Bearing in mind the complexity of BiH’s socio-economic situation, the RRPP-funded research[5] is shifting the emphasis from the individual clinical health perspective to the more complex social dimension of understanding the affected displaced persons’ and returnees’ reintegration process, in relation both to their war experiences and to the country’s prevailing socio-economic situation. In this way important generational differences, gendered patterns and urban/rural discrepancies are emerging, and mental health assessments are being studied in the broader societal context that inevitably has an impact on a person’s overall psychosocial well-being.

Through empirical cross-case analysis in BiH, Serbia and Kosovo, the project is addressing the following research questions: How does the experience of inter-ethnic violence, large-scale war displacement and protracted transition affect the psychosocial health of female forced migrants in each of the three environments? What is the state of their psychosocial well-being, including both distress and resilience factors, in these challenging social environments? What is the nature of psychosocial support, both public and non-governmental, formal and informal, provided to this population? What should be done to address the psychosocial needs identified and to fill gaps between existing policies and programmes? Which good practices (if any) could the competent authorities and different national, regional and international stakeholders build on to improve the practice of and access to psychosocial services?

Conclusion

Sound and effective policies require a strong evidential basis. Only with this, and the in-depth insights that will emerge from the evidence, does it become possible to: identify how government policies and programmes can best assist targeted populations; monitor how effectively resources are being used; foster learning and development in the area; and support stakeholders in their roles and responsibilities.

In addition, the network building that such research involves among stakeholders of different professional and academic backgrounds across the region and internationally helps establish and develop an inter-and trans-disciplinary platform for the long-term benefit of forced migration studies in the region.

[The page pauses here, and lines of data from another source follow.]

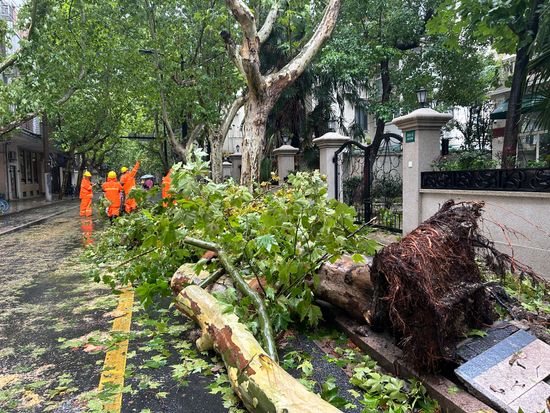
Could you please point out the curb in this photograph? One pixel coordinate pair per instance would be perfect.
(64, 201)
(36, 221)
(451, 397)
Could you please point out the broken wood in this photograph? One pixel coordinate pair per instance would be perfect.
(261, 384)
(346, 285)
(244, 288)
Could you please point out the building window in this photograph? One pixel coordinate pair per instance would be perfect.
(22, 168)
(361, 119)
(29, 167)
(35, 166)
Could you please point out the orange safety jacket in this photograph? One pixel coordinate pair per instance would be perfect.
(166, 182)
(86, 189)
(112, 190)
(129, 179)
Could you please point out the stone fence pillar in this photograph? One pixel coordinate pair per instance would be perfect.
(285, 160)
(236, 160)
(421, 145)
(328, 144)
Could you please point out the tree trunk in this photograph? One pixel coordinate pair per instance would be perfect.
(66, 175)
(513, 115)
(380, 122)
(261, 384)
(254, 127)
(216, 156)
(81, 170)
(346, 285)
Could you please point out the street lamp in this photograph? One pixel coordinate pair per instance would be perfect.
(422, 96)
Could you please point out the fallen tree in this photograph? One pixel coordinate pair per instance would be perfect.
(261, 384)
(427, 289)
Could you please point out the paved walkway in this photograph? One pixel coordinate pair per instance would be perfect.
(56, 327)
(10, 222)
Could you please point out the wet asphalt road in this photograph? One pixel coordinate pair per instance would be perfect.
(46, 298)
(51, 313)
(54, 332)
(15, 220)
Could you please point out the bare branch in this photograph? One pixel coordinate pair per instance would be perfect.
(244, 17)
(267, 27)
(233, 50)
(249, 52)
(289, 73)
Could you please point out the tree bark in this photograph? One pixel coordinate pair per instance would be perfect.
(217, 139)
(81, 170)
(261, 384)
(254, 127)
(216, 156)
(519, 79)
(346, 285)
(67, 175)
(264, 91)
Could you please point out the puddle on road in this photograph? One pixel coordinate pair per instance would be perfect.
(48, 302)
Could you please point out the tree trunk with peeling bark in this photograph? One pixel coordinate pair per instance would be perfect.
(254, 127)
(346, 285)
(261, 384)
(216, 156)
(264, 90)
(217, 139)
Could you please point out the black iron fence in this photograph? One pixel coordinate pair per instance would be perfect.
(521, 180)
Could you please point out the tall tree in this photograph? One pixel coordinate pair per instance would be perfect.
(510, 27)
(264, 89)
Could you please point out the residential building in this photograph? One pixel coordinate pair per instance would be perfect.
(533, 142)
(27, 162)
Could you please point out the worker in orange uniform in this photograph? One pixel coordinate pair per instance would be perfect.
(166, 182)
(86, 195)
(112, 189)
(128, 181)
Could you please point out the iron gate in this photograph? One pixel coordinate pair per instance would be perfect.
(372, 184)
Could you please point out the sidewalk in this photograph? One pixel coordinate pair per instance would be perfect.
(34, 215)
(33, 203)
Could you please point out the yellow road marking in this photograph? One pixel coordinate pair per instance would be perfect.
(115, 360)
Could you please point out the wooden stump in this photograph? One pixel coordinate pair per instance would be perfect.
(347, 285)
(260, 383)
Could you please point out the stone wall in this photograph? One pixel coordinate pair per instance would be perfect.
(518, 222)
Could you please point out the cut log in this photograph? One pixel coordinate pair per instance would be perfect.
(347, 285)
(261, 384)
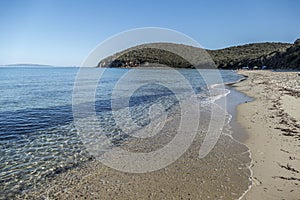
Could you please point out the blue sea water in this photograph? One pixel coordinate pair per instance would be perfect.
(37, 134)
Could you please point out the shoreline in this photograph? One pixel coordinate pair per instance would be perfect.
(273, 130)
(224, 174)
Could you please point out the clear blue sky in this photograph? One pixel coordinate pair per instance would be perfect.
(63, 32)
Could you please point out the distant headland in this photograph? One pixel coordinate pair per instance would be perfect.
(271, 55)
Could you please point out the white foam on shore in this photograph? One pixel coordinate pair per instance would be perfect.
(229, 129)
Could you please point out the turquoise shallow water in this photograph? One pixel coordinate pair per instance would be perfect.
(37, 133)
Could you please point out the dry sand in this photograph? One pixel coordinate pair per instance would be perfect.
(273, 124)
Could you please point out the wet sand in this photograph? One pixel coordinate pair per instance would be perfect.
(273, 124)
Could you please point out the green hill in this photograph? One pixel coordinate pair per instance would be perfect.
(271, 54)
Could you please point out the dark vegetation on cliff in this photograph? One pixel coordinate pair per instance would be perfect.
(273, 55)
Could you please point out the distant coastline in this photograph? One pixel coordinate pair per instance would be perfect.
(269, 55)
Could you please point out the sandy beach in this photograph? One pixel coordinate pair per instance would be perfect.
(272, 121)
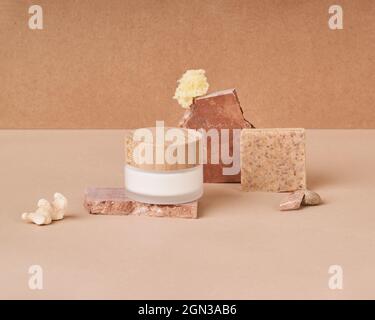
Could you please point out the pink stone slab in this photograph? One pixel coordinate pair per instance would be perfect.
(218, 110)
(293, 201)
(112, 201)
(273, 160)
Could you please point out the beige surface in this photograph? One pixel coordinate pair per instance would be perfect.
(114, 64)
(241, 247)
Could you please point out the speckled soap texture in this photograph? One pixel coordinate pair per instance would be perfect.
(273, 160)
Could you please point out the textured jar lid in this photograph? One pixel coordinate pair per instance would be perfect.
(162, 148)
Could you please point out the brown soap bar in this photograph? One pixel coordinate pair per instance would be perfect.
(293, 201)
(218, 110)
(112, 201)
(273, 160)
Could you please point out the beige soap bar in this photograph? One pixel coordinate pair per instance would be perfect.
(112, 201)
(273, 160)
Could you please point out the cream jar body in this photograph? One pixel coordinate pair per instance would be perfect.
(163, 182)
(164, 187)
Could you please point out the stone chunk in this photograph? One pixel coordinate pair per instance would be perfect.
(218, 110)
(273, 160)
(112, 201)
(293, 201)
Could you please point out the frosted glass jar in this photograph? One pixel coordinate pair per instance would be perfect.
(163, 165)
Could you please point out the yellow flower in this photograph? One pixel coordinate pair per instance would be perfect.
(193, 83)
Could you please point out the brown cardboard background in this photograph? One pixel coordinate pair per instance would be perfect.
(113, 64)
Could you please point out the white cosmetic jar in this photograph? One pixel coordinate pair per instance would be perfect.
(163, 165)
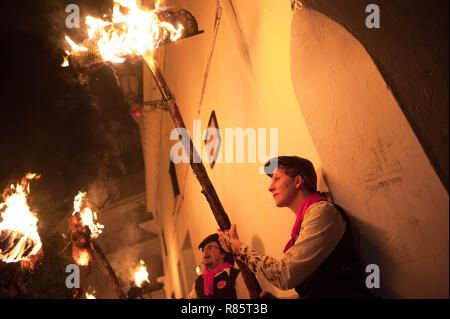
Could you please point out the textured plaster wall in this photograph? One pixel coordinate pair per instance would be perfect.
(318, 85)
(372, 160)
(410, 50)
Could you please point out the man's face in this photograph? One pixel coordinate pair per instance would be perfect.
(212, 256)
(283, 188)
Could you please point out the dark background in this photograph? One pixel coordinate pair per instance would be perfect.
(71, 133)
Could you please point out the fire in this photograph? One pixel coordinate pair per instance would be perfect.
(82, 257)
(141, 274)
(88, 217)
(84, 228)
(90, 295)
(132, 33)
(19, 238)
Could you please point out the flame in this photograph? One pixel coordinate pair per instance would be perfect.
(18, 229)
(134, 33)
(90, 295)
(65, 62)
(82, 257)
(75, 47)
(88, 217)
(141, 274)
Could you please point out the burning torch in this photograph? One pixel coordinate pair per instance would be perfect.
(84, 228)
(19, 238)
(139, 33)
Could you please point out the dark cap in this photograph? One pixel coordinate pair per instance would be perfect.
(293, 166)
(215, 238)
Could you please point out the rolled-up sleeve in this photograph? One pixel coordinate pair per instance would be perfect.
(322, 228)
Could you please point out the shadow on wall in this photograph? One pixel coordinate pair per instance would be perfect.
(371, 253)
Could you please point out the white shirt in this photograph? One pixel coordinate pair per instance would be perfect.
(321, 230)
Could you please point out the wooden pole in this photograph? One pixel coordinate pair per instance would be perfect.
(200, 172)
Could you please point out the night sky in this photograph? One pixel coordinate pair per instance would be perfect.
(50, 123)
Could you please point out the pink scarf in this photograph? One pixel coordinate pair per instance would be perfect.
(314, 198)
(208, 281)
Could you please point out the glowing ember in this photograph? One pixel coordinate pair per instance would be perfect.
(19, 238)
(88, 217)
(141, 274)
(134, 33)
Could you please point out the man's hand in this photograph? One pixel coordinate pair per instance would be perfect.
(229, 239)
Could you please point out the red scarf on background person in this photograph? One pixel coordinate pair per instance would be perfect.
(208, 281)
(311, 199)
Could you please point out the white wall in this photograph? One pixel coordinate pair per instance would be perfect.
(373, 162)
(330, 104)
(252, 91)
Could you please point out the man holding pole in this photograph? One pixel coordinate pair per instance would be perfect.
(219, 280)
(320, 260)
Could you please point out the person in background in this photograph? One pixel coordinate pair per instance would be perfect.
(219, 280)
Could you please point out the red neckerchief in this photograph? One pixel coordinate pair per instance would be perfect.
(208, 281)
(311, 199)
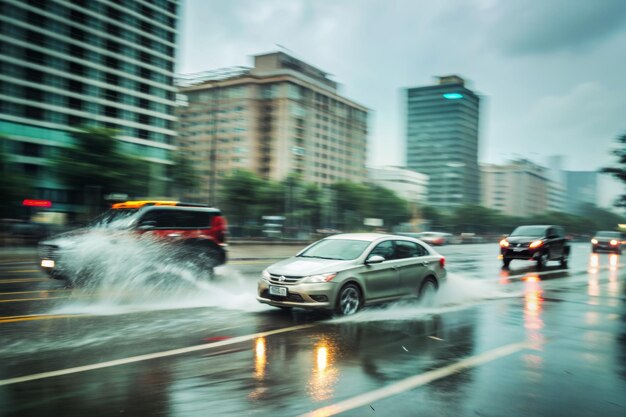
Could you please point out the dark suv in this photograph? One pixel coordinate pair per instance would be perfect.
(190, 232)
(538, 243)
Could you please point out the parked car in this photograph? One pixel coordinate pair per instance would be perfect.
(345, 272)
(195, 232)
(540, 243)
(608, 241)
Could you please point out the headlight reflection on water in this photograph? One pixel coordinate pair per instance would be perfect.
(324, 375)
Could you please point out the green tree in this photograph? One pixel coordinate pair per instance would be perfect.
(95, 162)
(619, 171)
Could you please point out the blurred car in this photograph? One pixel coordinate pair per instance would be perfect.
(345, 272)
(193, 231)
(608, 241)
(540, 243)
(435, 238)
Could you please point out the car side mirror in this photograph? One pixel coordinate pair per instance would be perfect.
(374, 259)
(147, 225)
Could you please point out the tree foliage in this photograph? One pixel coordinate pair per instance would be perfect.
(14, 186)
(619, 171)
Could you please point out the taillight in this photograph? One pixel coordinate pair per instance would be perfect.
(220, 227)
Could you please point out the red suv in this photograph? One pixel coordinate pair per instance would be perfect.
(192, 232)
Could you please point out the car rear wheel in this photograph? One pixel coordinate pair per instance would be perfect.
(428, 291)
(350, 300)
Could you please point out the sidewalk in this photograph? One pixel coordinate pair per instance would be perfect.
(236, 251)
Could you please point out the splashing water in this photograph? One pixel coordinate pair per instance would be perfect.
(116, 272)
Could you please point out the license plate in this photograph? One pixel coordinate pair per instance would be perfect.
(47, 263)
(280, 291)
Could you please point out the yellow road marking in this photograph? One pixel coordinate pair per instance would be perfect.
(31, 292)
(13, 319)
(150, 356)
(15, 300)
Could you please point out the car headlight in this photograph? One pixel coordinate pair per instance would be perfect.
(319, 278)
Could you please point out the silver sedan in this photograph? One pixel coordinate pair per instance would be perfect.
(345, 272)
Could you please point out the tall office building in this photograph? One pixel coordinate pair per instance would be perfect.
(66, 64)
(280, 117)
(442, 140)
(520, 188)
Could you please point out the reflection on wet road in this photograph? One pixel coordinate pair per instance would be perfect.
(498, 342)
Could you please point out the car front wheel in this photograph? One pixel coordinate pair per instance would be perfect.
(349, 301)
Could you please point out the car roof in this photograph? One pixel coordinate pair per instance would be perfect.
(181, 208)
(370, 237)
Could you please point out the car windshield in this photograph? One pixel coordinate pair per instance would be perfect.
(529, 231)
(114, 218)
(341, 249)
(614, 235)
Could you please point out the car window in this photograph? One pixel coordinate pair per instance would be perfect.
(529, 231)
(406, 249)
(164, 219)
(343, 249)
(384, 249)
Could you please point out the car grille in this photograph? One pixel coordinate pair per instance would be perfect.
(48, 252)
(293, 297)
(284, 280)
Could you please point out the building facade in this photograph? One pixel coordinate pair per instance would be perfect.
(104, 63)
(409, 185)
(281, 117)
(442, 126)
(519, 188)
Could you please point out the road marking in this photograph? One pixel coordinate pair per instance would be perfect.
(14, 319)
(18, 280)
(416, 381)
(31, 292)
(16, 300)
(149, 356)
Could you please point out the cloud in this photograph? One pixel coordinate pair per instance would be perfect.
(540, 27)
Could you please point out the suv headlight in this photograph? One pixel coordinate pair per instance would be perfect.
(311, 279)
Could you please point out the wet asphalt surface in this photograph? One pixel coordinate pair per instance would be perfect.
(520, 342)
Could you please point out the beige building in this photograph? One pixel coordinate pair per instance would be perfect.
(278, 118)
(518, 188)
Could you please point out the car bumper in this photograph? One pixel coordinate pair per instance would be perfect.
(524, 253)
(606, 247)
(309, 296)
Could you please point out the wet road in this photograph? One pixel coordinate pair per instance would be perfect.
(498, 343)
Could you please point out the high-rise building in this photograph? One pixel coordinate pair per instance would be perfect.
(442, 140)
(409, 185)
(67, 64)
(519, 188)
(281, 117)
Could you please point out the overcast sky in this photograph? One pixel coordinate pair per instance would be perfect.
(551, 74)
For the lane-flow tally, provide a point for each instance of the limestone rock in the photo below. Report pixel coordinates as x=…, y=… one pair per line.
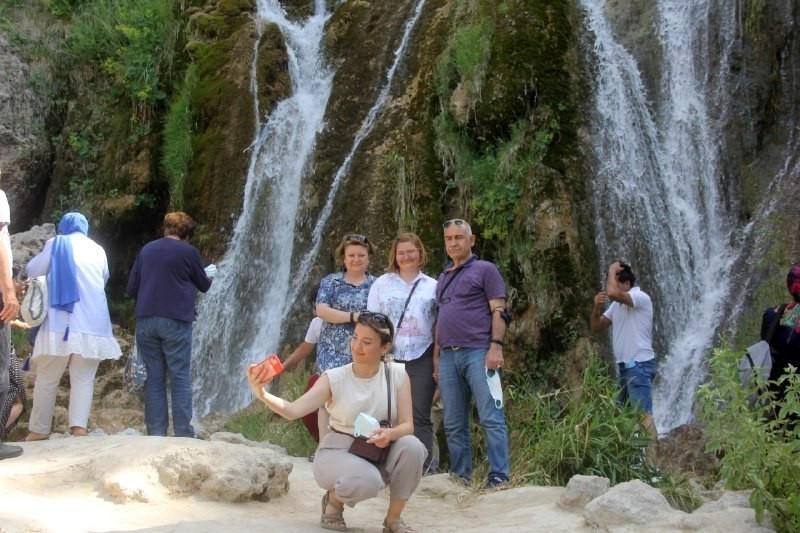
x=633, y=503
x=26, y=244
x=581, y=490
x=150, y=468
x=731, y=512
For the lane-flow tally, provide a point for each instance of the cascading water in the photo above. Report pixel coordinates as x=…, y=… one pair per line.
x=242, y=315
x=240, y=318
x=657, y=196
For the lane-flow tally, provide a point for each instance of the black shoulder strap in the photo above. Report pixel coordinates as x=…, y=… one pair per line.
x=403, y=314
x=388, y=391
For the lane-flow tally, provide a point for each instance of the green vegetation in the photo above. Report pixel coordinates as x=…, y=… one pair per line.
x=178, y=139
x=405, y=179
x=758, y=441
x=134, y=41
x=258, y=423
x=558, y=435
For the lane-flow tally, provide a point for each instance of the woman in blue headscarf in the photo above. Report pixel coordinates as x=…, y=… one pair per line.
x=77, y=330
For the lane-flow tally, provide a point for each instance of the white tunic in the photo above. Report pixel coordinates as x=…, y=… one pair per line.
x=388, y=295
x=90, y=333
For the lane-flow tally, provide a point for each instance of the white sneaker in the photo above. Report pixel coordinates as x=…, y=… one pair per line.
x=495, y=388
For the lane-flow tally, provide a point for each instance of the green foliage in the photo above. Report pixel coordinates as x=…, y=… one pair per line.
x=405, y=179
x=258, y=423
x=558, y=435
x=758, y=441
x=755, y=12
x=178, y=139
x=134, y=41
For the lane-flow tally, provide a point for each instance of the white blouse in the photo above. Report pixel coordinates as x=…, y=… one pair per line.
x=388, y=295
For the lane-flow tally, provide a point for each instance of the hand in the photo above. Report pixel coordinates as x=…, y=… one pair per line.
x=257, y=377
x=494, y=357
x=381, y=437
x=600, y=299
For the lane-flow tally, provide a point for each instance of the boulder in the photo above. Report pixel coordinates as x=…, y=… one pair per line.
x=26, y=244
x=581, y=490
x=155, y=468
x=633, y=503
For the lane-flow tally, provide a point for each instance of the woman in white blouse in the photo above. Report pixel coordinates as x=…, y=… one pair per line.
x=408, y=297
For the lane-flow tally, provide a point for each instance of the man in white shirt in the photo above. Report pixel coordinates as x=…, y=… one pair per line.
x=631, y=312
x=8, y=312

Much of our experience from post-war BiH underlines how psychosocial service provision for displaced and returnee populations should always be based on extensive evidence-based research. Only then will it have a direct bearing on the quality of life for women returnees, internally displaced persons and refugees.

 

Selma Porobić porobics@fpn.unsa.ba
Director, Centre for Refugee and IDP Studies, University of Sarajevo. www.cesi.fpn.unsa.ba/en/



[1] ‘UPdate of Socializing and TREAtment in Mental health’ – involving Caritas Italiana in Serbia and Association Fenix in BiH.

[2] In partnership with Serbian and Kosovo research teams.

[3] Social Inclusion Strategy of Bosnia and Herzegovina (2008-13). The Government of Bosnia and Herzegovina is currently working on two strategic documents: the Country Development Strategy and Mid-term Review of the Social Inclusion Strategy.

[4] The Mental Health Project in Bosnia and Herzegovina, supported by the Swiss Agency for Development and Cooperation and the Swiss Cantons of Geneva, Jura, Bern and Fribourg has completed its first phase (2010-13) and has now entered its second phase.